One thing he has learned since then is that, as a costume designer, sometimes there are surprises.

“When we were doing 'Urinetown,' there was no dancing. It was all musical staging,” he recalls.

Gale had to fly to L.A. and he remembers returning to New York and going into the rehearsal hall for some shoe fittings.

“I round the corner and am walking down the hallway on the way to the rehearsal hall, and I hear (here, he approximates the sound of lots of dancing feet) clunk, clunk, clunk, clunk, clunk. I open the door, and they're doing a huge musical number, and I was like, 'Just so you know, nobody has dance shoes, and I don't want to hear it. They're wearing work boots, and that's going to be funny, but you're going to have to do it in work boots,' ” he says.

For “High Button Shoes,” one of the biggest creative challenges involved a certain plaid that Gale loved. It was a pair of jodhpurs from some previous, now forgotten production at Goodspeed, stashed away in the theater's costume shop.
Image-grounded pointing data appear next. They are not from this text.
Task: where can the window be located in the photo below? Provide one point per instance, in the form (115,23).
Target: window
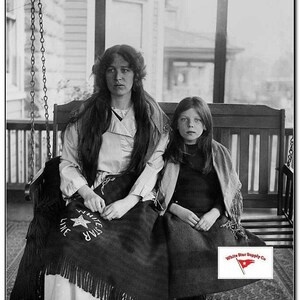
(263,33)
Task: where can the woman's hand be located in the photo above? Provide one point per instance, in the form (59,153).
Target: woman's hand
(208,220)
(184,214)
(91,200)
(119,208)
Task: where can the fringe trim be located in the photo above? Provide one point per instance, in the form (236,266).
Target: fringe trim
(97,287)
(236,229)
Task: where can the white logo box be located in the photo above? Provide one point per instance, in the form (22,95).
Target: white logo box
(245,262)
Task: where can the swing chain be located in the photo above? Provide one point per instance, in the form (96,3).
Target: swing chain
(45,97)
(291,152)
(32,93)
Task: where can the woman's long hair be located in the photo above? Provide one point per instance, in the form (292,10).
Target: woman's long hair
(176,147)
(95,117)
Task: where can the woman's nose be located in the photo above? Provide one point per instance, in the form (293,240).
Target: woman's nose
(190,123)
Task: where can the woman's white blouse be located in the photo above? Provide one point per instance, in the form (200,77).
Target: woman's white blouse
(114,157)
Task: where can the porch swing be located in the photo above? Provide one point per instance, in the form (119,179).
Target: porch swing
(33,187)
(242,120)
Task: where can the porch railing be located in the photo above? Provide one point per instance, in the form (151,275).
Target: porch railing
(18,151)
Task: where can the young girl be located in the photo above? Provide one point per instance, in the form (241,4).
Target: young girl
(200,192)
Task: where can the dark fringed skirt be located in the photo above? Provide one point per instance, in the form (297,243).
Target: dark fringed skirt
(120,259)
(193,257)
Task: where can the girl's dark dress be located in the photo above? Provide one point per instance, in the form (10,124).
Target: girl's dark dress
(193,253)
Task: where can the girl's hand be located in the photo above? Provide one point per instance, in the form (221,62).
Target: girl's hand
(119,208)
(184,214)
(91,200)
(208,220)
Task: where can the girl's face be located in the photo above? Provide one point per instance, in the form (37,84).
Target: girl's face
(190,126)
(119,77)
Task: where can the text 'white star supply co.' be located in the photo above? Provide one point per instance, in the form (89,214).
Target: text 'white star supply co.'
(245,262)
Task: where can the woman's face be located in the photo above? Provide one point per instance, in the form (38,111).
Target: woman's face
(190,126)
(119,77)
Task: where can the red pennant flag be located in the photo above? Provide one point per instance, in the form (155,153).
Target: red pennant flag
(245,262)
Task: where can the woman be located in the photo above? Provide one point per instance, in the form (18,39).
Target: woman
(107,243)
(202,202)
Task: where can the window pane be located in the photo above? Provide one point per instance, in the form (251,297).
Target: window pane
(261,67)
(189,44)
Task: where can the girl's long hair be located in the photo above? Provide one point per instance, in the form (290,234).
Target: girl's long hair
(94,119)
(176,147)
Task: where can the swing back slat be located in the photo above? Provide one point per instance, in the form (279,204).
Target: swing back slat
(247,130)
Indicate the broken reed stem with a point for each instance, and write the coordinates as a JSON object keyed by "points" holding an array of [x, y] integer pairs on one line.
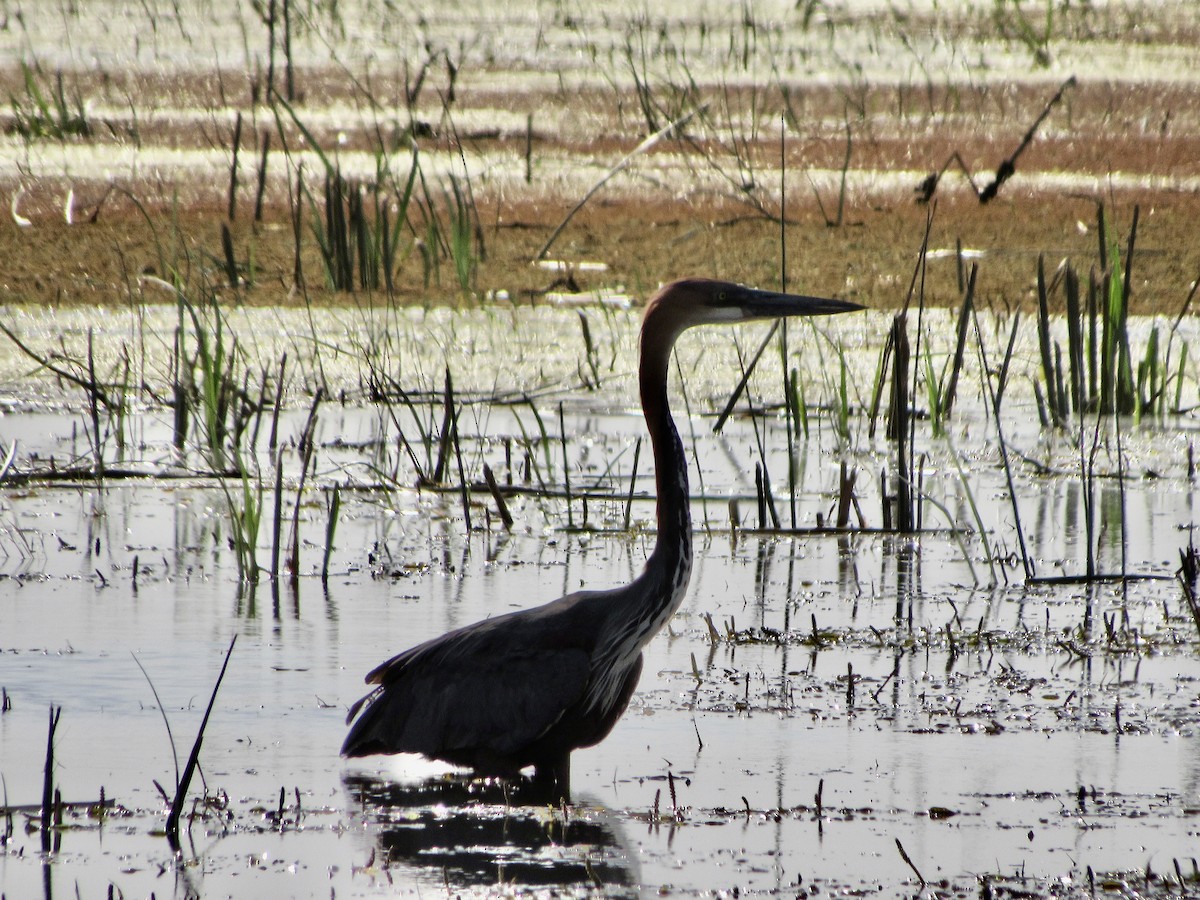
{"points": [[462, 475], [48, 780], [334, 505], [177, 807], [501, 505], [229, 259], [745, 378], [633, 484], [567, 468], [262, 177], [233, 169], [448, 418], [277, 519], [306, 449], [995, 395], [910, 863]]}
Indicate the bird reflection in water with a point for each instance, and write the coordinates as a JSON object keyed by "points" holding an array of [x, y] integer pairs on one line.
{"points": [[468, 833]]}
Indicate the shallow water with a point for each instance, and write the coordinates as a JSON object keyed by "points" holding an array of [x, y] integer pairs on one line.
{"points": [[1000, 729]]}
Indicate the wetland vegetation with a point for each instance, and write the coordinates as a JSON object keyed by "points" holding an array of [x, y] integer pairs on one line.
{"points": [[318, 334]]}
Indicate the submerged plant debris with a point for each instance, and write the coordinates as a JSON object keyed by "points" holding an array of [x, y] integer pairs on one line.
{"points": [[277, 364]]}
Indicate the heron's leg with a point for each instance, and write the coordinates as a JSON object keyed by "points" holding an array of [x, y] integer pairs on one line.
{"points": [[555, 778]]}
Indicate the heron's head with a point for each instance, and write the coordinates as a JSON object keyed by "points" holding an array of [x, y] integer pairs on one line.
{"points": [[701, 301]]}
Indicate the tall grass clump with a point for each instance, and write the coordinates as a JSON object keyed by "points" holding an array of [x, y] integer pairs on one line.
{"points": [[47, 112], [1101, 371]]}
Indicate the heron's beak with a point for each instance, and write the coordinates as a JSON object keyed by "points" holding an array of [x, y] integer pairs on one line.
{"points": [[772, 304]]}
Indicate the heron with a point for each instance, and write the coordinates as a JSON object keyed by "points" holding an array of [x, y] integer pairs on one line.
{"points": [[527, 688]]}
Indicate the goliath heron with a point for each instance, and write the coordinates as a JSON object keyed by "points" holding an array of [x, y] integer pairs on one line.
{"points": [[528, 688]]}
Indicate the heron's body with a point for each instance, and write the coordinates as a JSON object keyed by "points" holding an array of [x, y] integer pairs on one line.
{"points": [[528, 688]]}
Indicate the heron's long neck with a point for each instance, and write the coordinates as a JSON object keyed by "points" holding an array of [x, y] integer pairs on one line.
{"points": [[672, 553]]}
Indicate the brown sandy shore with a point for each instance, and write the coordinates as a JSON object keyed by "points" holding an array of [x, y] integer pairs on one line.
{"points": [[703, 201]]}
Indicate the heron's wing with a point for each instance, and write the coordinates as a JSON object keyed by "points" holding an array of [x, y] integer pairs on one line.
{"points": [[492, 689]]}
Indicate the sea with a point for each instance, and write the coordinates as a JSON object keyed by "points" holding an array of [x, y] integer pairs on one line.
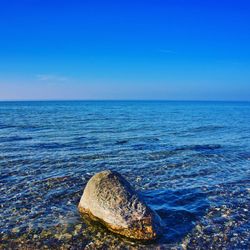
{"points": [[189, 160]]}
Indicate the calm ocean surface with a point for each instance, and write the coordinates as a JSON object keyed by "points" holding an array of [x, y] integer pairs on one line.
{"points": [[190, 161]]}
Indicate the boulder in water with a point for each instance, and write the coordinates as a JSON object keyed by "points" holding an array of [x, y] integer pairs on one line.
{"points": [[110, 199]]}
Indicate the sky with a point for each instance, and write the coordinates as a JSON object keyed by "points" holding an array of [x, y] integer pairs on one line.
{"points": [[138, 50]]}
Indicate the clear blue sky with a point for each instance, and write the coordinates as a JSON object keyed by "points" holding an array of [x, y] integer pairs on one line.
{"points": [[158, 49]]}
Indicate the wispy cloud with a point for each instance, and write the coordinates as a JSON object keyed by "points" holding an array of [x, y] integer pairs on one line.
{"points": [[46, 77], [167, 51]]}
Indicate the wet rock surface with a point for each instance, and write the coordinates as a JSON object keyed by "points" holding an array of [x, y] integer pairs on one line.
{"points": [[110, 199]]}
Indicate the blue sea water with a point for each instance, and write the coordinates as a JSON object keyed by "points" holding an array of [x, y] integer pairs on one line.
{"points": [[189, 160]]}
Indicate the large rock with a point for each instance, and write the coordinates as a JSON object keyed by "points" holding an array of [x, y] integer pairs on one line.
{"points": [[110, 199]]}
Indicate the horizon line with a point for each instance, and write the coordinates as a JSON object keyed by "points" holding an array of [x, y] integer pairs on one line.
{"points": [[114, 100]]}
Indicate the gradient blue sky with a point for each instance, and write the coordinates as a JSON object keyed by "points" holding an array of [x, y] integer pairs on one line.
{"points": [[158, 49]]}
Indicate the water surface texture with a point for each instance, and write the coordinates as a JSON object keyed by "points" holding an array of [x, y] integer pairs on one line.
{"points": [[189, 160]]}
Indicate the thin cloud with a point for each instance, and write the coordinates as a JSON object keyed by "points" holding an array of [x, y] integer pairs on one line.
{"points": [[45, 77], [167, 51]]}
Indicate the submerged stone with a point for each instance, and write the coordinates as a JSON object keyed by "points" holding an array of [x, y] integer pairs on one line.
{"points": [[110, 199]]}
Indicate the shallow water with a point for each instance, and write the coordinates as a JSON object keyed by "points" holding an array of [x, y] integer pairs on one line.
{"points": [[190, 161]]}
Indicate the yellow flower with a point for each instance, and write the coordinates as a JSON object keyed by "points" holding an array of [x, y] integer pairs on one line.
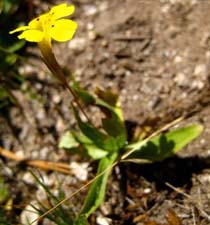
{"points": [[49, 26]]}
He loved the plaid for the leading man but needed pants, not jodhpurs. The good news was there were two pairs, so they could use the fabric from one to fill out the other. But the pants also had a crisscrossing windpane trim. Colleen Kesterson searched New York City for trim that would work. “This one's too wide, that one's too shiny ...” she recalls.

Gale says, “It was painstaking to find a trim that was similar. And then Colleen had to go and dye it in her own kitchen. The costume shop took (the pants), cut them down, and shaped them into a traditional pant leg shape because they were actually too full. They cut them off and added the other pant onto it and then put all the trim onto it so it all matched up. Crazy.”